台所シリーズ第4部「台所の世界をかえる」知覧


第9話 ピースの中身




1 父の傘と煤の宝石




忘れ物名人だった父の傘が、40年の時を越えて見つかったような気がした。


スーツケースの中にあった、母に「上野十猪」と白書きされたあの傘。


中東から戻ってきた時には、その場所がピスタチオの缶に変わっていた。




なんて、いとおしい傘だろう。


目の前に広がる影の中、ドバイの婦人が羽織ったシルクのショールに隠れるように、


手提げ袋の薄地の布のあいだに、ひっそりと記憶が宿っていた。




その手提げ袋の中に、たしかに父の傘が見えた。




40年の時を越えて見つかる傘──それは、「父の痕跡」だった。




そして、まさにさっき見つけたパズルのピースのかけら。


あきらめかけて、心の隙間を探し続けても埋まらなかったその断片が、


ついに、ここにあったのだ。






2 スーツケースの空白を埋めたピース




傘、父のわずかな着替え、喜ばれると信じて用意した日本製の黒ボールペンの束──そして、あの隙間に入れていたもの。




そう、それは「煤すす」に包まれた黄金の宝石。目の前の鰹節だった。




父は、母に頼んで知覧から取り寄せた、すす色の原石のようなこの鰹節を、丁寧にスーツケースに詰めていた。


一つ一つを新聞紙で包みながら、まるでパズルのピースをはめ込むように、収める場所を決めていった。




あの頃の新聞紙に包まれて、王貞治やパンダの写真と一緒に、いったいどんな言葉が綴られていたのか。


中東の未来について、なにかが記されていたのかもしれない。


平和の願いと希望に包まれていたかはわからないが──


削れば輝く、黒い鎧をまとった宝が、祖母の手、母の手、そして父の手によって、海を渡ったのだ。




外殻を削ると顔を出す輝きは──


・黒灰色の大地に隠された黄金の鉱脈


・削れば輝く、黒い鎧をまとった宝


・煤に包まれた黄金の宝石


・黒灰色茶の皮を削るたび、金の粉が舞い踊る


・漆黒の表面を削ると現れる、光を纏った金色の心




朝目新聞に包まれた、父が考えた中東へのお土産。


その言葉たちを、いまこうして並べてみる。




記憶の中でよみがえった。


父が中東に持っていったものを、こんなふうに言い表しても──


もう、少しも大げさには感じない。




あの黒い延べ棒は、まちがいなく、


「中東の未来はどこに」と見出しのついた、当時の朝目新聞に母の手でくるまれ、


父のスーツケースに収まり、同僚と母と私と弟に見送られながら、羽田の東京国際空港から空へ飛んだ。




あの頃は、ハイジャック事件も多かった。


父がいなくて寂しい思い出はあまりないけれど、飛行機のニュースがテレビで流れるたびに、


夜中でも、知覧のおばあちゃんから妙蓮寺ニューキャッスル205号室の黒電話に電話がかかってきたのは、今でも覚えている。

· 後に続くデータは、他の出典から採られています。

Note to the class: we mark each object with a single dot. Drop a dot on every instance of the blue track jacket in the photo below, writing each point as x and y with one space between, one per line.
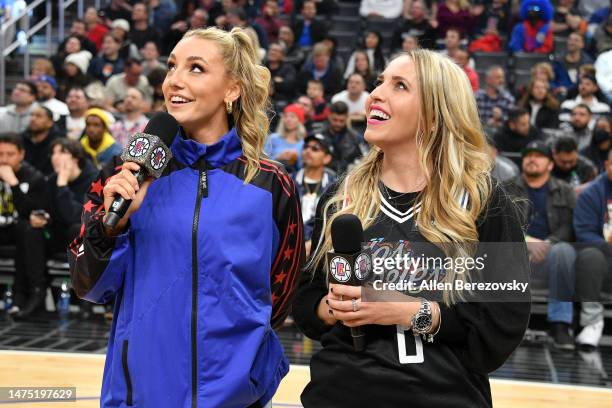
200 277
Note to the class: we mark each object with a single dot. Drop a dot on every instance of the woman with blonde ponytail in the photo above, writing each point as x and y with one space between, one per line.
203 265
426 179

母はいつも、「どの国にいるのかもわからなくて」と、短く言って電話を切った。


鹿児島と横浜を結ぶ、当時の電話代を思えば、それはとても自然なことだった。




やがて、黒電話の時代が終わり、携帯電話が世間に広がっていく。


その頃、ちょうど父が仕事から引退することを決めた。




無理やり持たせた携帯電話。


父との、わすれられない唯一の長電話。


それは──知覧・枕崎と、岩見沢をつないだ




3 父の携帯電話がつないだもの






子どもの頃は、スマホどころか、携帯電話だって、ドラえもんのアニメに出てくる未来の道具のひとつだった。

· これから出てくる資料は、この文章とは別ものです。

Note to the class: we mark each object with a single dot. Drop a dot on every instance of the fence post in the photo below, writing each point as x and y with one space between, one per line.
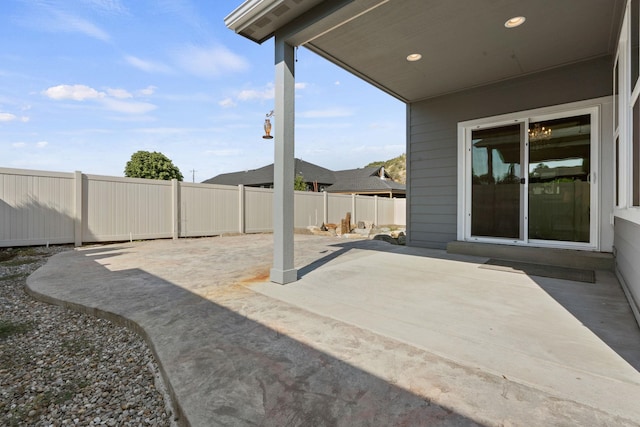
241 216
77 215
375 210
175 209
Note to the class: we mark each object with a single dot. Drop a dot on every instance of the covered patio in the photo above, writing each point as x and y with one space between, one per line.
371 333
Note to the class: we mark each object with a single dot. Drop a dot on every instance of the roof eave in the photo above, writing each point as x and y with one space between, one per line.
247 14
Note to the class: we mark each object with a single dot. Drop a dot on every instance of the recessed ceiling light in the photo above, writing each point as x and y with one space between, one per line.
515 21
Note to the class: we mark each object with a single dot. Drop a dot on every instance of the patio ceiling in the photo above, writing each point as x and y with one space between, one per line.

携帯電話が普及しはじめたころと、父が仕事を引退すると決めた時期は、ちょうど重なっていた。


心臓に持病のある父に携帯を持たせようと話しても、


「仕事をやめると決めたのに、そんなもの、おとうさんにはいらない。」


父は、そう言って、最初はかたくなに断りつづけた。


それでも、哲郎が機種変更したいという口実で、無理やり旧機種を持たせたのだった。




──父との、唯一の長電話。


あのとき、父はきっと、この近くの道路を走っていた。




眠るおばあちゃんを乗せた霊柩車のなかからだった。


見ていないはずの父の無言の表情だけが、鮮明に思い出されるのに、


あんなに長く話したというのに、父の声の抑揚だけが記憶に残り、言葉はすべて、風にさらわれてしまった。


思い出そうとすると、心の波にさらわれそうになる。


でも、その波は──


この二月の南国の風に似ている。




やがてやさしく、


そっと、胸をなでるものに変わっていくようだった。